Le départ de l’Algérie, qui ressembla pour beaucoup à une fuite, est toujours présent plus de quarante ans après, à travers les films, les télévisions et les récits. Ce départ en catastrophe prend avec le recul toute son absurdité et apparaît comme la conséquence d’une défaite inattendue alors qu’elle était annoncée depuis longtemps. Ces défaites, l’algérienne comme celle que fut la fin de la colonisation, qui en a été une tout aussi bien même si elle n’a pas été militaire, ont fait apparaître des individus qui refusaient la civilisation que nous, la France éternelle, venions leur apporter.

C’est dans ce contexte que le 16 janvier 2005 a surgi « l’Appel des indigènes ». Curieux texte signé par des milliers de gens et lu par bien peu [3]. Les héritiers politiques du tiers-mondisme, ceux qui dans la deuxième moitié du XX° siècle croyaient que la révolution viendrait des pauvres du tiers monde, déçus, réalisent alors, eux ou leurs enfants, que ces pauvres sont chez nous et qu’ils veulent parler. Alors ils ont signé et leurs médias ont fait écho à leurs signatures. Beaucoup d’autres ont vu dans ce texte un retour de la tendance musulmane incarnée par Tarik Ramadan et se sont attachés à en dénoncer la présence, renonçant à voir de quoi, au fond, on parlait.

Cette proclamation était prémonitoire de ce qui allait se passer quelques jours après, le Parlement français adoptant en catimini un article de loi illustrant a contrario cette proclamation.

La loi de février 2005 [4] incarne cette haine de l’autre, du sauvage, à qui on vient apporter « la » civilisation et qui n’en veut pas et que l’on doit un peu forcer et qui n’est même pas reconnaissant des belles routes, des beaux chemins de fer, et des splendides hôpitaux que nous lui offrons avec nos impôts.

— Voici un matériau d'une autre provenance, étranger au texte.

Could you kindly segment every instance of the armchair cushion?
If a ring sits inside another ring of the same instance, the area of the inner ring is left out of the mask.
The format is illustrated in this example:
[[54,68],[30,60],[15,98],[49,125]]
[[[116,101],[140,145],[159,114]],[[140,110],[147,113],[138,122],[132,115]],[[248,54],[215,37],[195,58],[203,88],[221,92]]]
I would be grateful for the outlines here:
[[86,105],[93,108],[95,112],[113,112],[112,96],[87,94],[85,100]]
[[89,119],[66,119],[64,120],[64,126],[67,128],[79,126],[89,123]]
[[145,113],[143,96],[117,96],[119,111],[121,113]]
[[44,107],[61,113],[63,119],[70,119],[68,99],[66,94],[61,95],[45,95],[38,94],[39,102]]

Puis la mort du Pape, le référendum sur l’Europe ont fait rentrer les choses dans le rang. Les grèves ont succédé aux grèves et leurs échecs aussi. Le pouvoir s’est montré encore une fois d’une brutalité rare, envoyant ses hommes de main prendre le contrôle d’un bateau en pleine mer occupé par des grévistes, préfigurant de telles actions contre des usines occupées sans que cela n’émeuve plus que cela les syndicats qui collaient alors à l’opinion publique excédée par les vociférations corses.

Les feux de détresse

Puis advint le 27 octobre 2005. Le nettoyage au Kärcher de la « racaille » de banlieue commence. Mais cette « racaille » se rebiffe et les voitures brûlent. Ce sera la « révolte des banlieues ». Les acteurs de ces barricades de flammes sont de jeunes hommes, parfois même de jeunes adolescents.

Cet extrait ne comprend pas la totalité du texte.